We saw how "Great Caesar's Ghost" was a sort of visual pun, a cliché brought to life (or to death, I guess we should say). There are others, like the opera couple in the graveyard. They are commonly called "phantoms of the opera." It's a pun made possible by the fact that the title "Phantom of the Opera" standing alone is actually better known than the literary (and cinematic, and musical) work by that name. That's not unusual. How many of you have read War and Peace? Oh dear. That's pretty pathetic. Well, how many of you would recognize a pun on "War and Peace" if you saw it? You know, let's say someone decides to do an article on fast-food franchises serving military bases and entitles the article, "War and Pizza." You'd have no problem getting the joke. (Actually laughing at it might be a tougher assignment.)

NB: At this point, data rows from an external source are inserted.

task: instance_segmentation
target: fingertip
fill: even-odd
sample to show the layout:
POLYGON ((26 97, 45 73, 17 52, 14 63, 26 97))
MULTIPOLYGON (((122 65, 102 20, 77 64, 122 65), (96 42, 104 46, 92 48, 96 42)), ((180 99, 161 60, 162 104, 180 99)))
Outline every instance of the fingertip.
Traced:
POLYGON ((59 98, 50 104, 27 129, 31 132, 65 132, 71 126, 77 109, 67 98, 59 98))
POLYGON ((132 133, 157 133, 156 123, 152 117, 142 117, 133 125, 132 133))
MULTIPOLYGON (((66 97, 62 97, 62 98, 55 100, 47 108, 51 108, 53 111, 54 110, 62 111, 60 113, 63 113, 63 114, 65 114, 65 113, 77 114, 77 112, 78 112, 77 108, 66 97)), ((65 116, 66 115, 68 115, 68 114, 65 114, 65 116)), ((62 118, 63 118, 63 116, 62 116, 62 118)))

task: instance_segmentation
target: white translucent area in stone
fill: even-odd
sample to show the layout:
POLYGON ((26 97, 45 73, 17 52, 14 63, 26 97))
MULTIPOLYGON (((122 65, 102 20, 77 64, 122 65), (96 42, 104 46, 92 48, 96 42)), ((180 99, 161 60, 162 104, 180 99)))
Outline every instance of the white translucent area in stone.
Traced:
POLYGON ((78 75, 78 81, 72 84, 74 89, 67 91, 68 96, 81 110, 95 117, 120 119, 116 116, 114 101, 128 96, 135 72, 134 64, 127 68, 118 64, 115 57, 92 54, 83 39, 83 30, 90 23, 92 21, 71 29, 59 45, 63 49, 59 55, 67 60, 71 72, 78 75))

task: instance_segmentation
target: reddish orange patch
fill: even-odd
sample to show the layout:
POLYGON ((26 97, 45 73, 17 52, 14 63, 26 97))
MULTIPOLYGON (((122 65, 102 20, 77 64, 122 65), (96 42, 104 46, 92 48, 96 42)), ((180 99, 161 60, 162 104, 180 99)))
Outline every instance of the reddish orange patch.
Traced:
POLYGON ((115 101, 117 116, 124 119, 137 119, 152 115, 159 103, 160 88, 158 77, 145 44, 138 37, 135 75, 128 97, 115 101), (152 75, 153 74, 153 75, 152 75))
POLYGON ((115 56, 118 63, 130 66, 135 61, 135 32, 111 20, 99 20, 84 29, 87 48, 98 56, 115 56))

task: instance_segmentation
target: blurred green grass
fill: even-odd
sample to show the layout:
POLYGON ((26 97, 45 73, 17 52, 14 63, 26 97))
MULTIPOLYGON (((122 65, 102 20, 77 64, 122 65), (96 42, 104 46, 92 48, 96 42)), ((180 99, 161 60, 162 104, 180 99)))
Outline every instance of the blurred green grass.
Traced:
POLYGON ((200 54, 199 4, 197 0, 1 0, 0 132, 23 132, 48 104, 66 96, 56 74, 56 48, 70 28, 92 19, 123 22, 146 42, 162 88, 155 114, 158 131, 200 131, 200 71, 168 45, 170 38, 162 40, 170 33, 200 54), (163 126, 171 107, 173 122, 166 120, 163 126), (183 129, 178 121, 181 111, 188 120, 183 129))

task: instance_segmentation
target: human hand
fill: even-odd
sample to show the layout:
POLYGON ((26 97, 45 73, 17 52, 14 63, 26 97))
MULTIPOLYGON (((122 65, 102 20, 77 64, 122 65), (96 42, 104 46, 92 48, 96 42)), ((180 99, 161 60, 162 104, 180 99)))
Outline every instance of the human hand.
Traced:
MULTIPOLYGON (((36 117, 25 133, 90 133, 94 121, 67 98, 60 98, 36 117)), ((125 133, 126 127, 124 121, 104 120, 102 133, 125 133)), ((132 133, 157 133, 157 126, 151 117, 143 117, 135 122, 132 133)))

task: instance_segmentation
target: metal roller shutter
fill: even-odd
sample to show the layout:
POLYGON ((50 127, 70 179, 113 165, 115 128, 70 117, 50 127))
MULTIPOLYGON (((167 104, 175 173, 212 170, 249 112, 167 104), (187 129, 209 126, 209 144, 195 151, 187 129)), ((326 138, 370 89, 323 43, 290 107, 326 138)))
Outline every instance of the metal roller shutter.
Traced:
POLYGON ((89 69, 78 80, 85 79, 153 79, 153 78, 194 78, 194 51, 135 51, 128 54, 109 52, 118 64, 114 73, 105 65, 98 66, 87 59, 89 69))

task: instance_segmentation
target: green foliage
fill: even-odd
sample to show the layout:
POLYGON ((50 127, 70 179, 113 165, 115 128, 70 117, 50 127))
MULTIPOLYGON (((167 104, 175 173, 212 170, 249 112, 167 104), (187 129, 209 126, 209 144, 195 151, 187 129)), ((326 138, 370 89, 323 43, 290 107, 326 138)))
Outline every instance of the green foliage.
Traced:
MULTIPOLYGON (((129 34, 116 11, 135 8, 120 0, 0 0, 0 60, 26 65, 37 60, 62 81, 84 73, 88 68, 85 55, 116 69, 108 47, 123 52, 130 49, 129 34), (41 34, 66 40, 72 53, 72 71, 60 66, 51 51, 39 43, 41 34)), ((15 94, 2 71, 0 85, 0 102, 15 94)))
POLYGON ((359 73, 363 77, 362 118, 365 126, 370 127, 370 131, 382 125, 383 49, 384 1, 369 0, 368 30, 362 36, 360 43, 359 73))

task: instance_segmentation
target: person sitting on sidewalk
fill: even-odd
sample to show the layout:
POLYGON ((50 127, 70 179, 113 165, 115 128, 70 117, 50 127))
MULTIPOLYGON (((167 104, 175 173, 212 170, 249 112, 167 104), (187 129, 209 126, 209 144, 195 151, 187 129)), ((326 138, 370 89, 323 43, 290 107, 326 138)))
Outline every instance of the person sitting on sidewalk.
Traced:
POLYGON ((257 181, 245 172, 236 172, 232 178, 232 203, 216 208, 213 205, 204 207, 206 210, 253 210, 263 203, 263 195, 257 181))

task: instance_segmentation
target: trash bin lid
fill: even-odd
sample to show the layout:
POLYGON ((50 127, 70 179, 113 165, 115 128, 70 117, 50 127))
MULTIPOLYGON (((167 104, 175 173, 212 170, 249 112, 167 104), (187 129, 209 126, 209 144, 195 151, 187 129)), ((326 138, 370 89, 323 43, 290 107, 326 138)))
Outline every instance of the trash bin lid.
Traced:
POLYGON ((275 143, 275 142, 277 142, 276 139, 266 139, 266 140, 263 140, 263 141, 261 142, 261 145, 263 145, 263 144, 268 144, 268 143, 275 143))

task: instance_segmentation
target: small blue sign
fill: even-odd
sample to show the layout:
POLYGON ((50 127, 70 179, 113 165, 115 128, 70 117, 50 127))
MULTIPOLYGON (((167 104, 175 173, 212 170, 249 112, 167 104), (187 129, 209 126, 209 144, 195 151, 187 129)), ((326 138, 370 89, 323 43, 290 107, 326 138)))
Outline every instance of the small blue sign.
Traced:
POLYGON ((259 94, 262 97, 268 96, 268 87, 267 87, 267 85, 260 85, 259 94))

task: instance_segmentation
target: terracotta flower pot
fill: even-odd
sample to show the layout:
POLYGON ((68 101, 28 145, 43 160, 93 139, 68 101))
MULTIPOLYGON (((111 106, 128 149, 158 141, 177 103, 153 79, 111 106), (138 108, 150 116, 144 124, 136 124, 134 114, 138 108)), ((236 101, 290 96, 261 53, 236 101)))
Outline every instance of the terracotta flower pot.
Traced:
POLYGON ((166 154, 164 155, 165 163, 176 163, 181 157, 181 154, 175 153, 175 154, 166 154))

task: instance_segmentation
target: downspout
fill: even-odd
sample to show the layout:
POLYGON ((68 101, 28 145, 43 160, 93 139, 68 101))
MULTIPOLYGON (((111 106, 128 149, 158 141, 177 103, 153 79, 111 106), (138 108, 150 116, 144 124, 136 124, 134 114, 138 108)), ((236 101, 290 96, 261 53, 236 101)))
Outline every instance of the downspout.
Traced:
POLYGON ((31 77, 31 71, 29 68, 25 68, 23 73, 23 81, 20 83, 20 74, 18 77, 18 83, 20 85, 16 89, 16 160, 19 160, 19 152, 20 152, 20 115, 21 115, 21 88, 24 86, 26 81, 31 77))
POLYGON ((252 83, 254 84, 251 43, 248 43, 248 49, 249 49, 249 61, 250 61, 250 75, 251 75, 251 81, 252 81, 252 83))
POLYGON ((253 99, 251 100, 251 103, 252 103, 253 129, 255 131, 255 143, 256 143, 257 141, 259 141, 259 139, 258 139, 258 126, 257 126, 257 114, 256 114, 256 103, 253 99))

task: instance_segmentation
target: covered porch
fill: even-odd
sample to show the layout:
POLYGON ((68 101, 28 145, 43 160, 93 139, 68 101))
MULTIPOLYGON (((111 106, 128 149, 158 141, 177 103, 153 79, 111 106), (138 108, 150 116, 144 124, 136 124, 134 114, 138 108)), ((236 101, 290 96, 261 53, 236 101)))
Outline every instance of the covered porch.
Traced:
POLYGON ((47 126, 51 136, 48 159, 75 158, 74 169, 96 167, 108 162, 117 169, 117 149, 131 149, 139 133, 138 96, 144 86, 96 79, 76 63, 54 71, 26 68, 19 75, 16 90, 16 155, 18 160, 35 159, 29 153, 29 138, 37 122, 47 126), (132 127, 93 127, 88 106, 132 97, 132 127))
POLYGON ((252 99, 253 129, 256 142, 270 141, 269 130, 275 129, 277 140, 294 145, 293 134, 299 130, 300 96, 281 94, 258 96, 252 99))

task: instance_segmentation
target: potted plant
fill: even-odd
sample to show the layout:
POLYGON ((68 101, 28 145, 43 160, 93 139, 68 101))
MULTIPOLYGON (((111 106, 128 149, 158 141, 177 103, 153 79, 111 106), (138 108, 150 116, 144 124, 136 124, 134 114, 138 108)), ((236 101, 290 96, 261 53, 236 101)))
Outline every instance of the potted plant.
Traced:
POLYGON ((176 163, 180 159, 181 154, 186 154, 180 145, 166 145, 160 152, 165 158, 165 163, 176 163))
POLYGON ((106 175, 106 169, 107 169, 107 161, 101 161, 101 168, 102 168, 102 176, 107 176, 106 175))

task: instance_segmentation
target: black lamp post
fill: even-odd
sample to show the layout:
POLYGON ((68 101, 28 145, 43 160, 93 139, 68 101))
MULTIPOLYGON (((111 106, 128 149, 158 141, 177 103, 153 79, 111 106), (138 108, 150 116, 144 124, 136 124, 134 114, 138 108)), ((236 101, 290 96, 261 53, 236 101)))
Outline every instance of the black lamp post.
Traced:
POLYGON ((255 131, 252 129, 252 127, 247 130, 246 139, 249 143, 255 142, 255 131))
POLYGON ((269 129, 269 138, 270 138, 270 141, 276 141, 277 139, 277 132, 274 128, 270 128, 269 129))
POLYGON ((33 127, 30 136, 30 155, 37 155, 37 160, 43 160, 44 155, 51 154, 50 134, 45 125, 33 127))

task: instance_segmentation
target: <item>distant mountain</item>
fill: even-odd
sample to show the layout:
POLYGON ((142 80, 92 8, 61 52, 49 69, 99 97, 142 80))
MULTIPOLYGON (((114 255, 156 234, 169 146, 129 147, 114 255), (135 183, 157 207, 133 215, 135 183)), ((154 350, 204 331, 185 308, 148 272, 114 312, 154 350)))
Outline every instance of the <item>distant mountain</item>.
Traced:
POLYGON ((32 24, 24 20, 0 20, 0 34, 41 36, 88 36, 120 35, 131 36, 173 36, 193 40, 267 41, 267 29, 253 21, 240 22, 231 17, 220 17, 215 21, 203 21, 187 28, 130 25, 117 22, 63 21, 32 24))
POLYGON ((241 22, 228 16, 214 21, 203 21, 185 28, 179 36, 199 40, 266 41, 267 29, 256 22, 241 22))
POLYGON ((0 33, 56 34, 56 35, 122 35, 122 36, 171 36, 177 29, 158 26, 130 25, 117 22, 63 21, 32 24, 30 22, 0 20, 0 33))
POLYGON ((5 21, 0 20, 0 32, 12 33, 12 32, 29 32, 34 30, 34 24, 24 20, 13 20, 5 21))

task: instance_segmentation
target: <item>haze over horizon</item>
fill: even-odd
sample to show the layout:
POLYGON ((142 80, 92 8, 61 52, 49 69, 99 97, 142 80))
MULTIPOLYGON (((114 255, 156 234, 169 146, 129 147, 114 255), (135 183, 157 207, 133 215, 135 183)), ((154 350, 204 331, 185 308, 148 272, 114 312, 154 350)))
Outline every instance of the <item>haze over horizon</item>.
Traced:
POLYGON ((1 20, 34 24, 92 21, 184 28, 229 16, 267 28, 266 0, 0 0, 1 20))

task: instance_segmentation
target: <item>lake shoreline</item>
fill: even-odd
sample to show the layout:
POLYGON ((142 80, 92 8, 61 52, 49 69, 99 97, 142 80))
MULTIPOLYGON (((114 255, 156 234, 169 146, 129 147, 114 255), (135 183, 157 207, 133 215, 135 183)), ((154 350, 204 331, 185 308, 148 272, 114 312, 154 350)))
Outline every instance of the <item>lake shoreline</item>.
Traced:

One thing that the pair does not represent is, "It ain't over 'till the fat lady sings." Someone might think that this is the cliché represented here as a visual pun—with "over" understood in a particularly macabre sense—because the operatic duo really are near the end of the ride, but the "fat lady" phrase appears to be a recent coinage, not firmly attested earlier than the mid-1970's.
The phantoms of the opera went from Marc Davis's original sketch to maquettes to finished figures with less alteration than practically any other characters in the HM. Marc just flat-out nailed it, and no one could improve on it. It almost makes these characters boring to blog about. They sure are fun to look at, though.
(see below *)
Note the caption on this 1969 postcard:
If they're fun to look at, they're even more fun to listen to. For some unfathomable reason, the WDW Mansion has replaced the original with a new recording, but thankfully, Disneyland still has the original, recorded Feb 13, 1969. The singers were Bill Reeve and Loulie Jean Norman Price. The music director, Buddy Baker, knew that these two were seasoned professionals and that they had the basic "Grim Grinning Ghosts" tune down pat, but he told them they were supposed to be some kind of nut cases and that they should improvise freely. Go on kids. Get crazy. He needn't have worried. They weren't shy. Or maybe they were drunk? Whatever it was, they gleefully jumped in and delivered a performance right out of the locked ward. Both singers are great, but I think the female half steals the show. Shhhhh...listen!
You've heard the warbling soprano of Loulie Jean Norman Price before. You know the warbling soprano in the background of the Tokens' famous hit, "The Lion Sleeps Tonight"? Yeah, that's her. The warbling soprano you hear in the Star Trek theme? That's our Loulie. Around Hollywood, it seems she was the go-to girl for warb. sop., especially if you wanted a faintly spooky edge. All kidding aside, the lady had a great set of pipes. She had a long professional career, at Disney and elsewhere. There is a rather charming memorial site for LJNP, who died in 2005.